Lorraine Hariton (born November 7, 1954) is the president and CEO of Catalyst, a New York City–based nonprofit organization committed to the advancement of women in the workplace.

== Early life and education ==
Hariton earned a Bachelor of Science in mathematical sciences from Stanford University and an MBA (1982) from Harvard Business School.

== Career ==
Hariton started her career in 1977 at IBM, where she worked for 15 years, including in sales and executive roles. She later served as CEO of two venture-backed Silicon Valley start-ups: Beatnik (1999–2002), which made audio software for phones, and Apptera (2003–2005), a mobile communications and advertising company.

In 2009, Hariton was appointed by Barack Obama to be Special Representative for Commercial and Business Affairs (CBA) at the US Department of State, where she was responsible for outreach to the business community, commercial advocacy and global entrepreneurship efforts, and where she established the Global Entrepreneurship Program, the WECREATE program for women entrepreneurs, and the International Council on Women's Business Leadership.

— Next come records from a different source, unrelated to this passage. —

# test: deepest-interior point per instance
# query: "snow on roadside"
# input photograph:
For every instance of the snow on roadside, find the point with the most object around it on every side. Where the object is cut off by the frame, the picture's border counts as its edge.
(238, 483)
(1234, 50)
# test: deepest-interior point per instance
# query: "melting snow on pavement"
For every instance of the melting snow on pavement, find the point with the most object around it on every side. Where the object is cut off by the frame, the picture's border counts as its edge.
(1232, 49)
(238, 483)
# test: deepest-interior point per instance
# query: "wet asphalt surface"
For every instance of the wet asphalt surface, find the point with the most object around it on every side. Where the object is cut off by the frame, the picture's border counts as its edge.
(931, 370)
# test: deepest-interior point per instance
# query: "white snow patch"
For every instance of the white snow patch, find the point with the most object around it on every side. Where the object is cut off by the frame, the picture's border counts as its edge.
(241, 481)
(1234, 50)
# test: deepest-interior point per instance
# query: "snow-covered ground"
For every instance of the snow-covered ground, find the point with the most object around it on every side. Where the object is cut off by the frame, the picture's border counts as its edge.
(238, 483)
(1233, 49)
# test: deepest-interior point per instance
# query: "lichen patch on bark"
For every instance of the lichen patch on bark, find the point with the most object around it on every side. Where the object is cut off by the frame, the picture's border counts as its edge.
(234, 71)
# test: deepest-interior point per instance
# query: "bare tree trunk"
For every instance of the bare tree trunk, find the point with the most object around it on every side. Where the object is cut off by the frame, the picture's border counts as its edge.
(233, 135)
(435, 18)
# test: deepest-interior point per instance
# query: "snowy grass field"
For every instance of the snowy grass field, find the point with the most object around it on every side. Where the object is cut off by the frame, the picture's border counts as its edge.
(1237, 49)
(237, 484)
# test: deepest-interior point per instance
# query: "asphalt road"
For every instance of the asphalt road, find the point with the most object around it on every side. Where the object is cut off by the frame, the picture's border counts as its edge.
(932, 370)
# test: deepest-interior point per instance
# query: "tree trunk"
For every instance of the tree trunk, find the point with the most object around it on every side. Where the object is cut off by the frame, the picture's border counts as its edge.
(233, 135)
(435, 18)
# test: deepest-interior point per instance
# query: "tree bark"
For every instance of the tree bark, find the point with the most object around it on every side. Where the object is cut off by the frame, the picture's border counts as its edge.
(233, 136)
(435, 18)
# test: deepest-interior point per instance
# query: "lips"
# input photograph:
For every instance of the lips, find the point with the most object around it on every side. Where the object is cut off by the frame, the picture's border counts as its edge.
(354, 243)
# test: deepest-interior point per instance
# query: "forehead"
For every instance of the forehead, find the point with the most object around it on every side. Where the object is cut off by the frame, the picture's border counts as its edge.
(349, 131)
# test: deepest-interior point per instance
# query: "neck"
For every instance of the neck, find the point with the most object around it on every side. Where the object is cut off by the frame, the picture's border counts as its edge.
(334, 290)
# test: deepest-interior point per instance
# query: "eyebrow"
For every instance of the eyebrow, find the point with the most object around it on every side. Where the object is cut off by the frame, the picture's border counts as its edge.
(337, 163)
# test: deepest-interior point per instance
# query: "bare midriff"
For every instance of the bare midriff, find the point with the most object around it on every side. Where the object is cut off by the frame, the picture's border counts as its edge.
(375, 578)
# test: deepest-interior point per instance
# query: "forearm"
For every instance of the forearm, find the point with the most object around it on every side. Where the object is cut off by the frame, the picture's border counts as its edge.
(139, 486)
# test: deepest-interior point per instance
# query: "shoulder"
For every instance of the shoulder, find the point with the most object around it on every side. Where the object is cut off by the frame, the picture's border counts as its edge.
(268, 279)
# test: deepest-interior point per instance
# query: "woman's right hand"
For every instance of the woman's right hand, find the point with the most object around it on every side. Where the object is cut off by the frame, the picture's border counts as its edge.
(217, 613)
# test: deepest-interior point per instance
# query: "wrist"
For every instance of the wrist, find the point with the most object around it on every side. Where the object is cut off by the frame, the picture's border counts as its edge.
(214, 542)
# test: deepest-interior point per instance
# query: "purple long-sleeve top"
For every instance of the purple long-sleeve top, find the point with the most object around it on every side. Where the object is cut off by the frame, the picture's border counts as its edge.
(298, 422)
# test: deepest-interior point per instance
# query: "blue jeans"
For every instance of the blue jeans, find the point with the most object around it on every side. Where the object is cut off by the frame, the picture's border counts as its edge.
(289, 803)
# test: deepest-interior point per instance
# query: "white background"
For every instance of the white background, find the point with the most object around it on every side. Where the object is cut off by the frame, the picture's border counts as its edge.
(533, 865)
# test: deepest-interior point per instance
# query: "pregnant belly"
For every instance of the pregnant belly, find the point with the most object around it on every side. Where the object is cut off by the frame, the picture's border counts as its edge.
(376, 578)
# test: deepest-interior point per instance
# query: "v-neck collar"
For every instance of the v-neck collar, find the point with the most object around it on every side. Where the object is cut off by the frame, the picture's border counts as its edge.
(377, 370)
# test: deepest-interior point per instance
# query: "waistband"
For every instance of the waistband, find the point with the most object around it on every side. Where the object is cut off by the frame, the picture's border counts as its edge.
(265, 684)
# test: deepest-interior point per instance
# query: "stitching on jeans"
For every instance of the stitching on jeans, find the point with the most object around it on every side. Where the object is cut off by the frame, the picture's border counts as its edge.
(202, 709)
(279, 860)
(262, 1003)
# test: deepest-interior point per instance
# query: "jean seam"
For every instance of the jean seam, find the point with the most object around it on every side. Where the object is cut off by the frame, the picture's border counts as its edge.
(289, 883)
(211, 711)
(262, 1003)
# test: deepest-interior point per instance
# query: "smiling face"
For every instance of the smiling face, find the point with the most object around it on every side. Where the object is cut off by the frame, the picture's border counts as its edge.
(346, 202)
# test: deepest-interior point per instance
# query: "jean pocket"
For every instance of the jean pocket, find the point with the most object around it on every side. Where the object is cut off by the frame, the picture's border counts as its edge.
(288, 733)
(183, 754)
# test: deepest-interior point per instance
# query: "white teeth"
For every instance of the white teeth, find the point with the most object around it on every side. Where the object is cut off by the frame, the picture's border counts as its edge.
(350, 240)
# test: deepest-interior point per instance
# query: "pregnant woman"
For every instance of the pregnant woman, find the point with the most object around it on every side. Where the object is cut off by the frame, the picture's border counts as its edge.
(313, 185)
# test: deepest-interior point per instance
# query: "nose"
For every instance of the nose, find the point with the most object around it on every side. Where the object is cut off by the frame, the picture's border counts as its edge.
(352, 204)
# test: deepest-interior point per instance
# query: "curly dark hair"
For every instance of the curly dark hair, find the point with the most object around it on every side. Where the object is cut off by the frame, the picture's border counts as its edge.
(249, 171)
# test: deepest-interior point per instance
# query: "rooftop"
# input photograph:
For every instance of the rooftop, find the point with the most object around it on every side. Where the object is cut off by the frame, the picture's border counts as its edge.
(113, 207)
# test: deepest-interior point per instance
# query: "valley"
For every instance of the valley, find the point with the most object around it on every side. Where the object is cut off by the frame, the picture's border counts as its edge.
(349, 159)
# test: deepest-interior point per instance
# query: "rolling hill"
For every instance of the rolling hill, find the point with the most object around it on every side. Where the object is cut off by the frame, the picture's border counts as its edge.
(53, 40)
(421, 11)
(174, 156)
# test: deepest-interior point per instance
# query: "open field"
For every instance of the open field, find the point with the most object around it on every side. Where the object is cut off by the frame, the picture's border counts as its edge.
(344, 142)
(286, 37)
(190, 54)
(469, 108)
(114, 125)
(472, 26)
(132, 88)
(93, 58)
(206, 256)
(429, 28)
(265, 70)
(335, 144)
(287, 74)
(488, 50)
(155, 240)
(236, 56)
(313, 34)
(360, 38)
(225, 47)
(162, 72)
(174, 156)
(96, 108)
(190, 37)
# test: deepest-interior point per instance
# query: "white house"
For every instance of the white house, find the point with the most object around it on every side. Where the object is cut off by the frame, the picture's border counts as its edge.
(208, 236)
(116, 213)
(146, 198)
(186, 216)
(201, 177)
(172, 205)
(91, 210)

In 2014, Hariton joined The New York Academy of Sciences as senior vice president for global partnerships, where she helped create the Global STEM Alliance and its 1000 Girls, 1000 Futures program, a global mentoring initiative aimed at encouraging girls to pursue careers in science, technology, engineering, and math.

In 2018, Hariton was appointed president and CEO of Catalyst. During her tenure, Catalyst has raised $28 million toward its major gifts campaign, and has received the single largest grant in its history, $5 million from Chevron.

Hariton has served on boards of organizations committed to the advancement of women in the workplace, including the UN Women Global Innovation Coalition for Change, the Clayman Institute for Gender Research at Stanford University, and Watermark, a San Francisco Bay Area organization of women executives in the tech industry.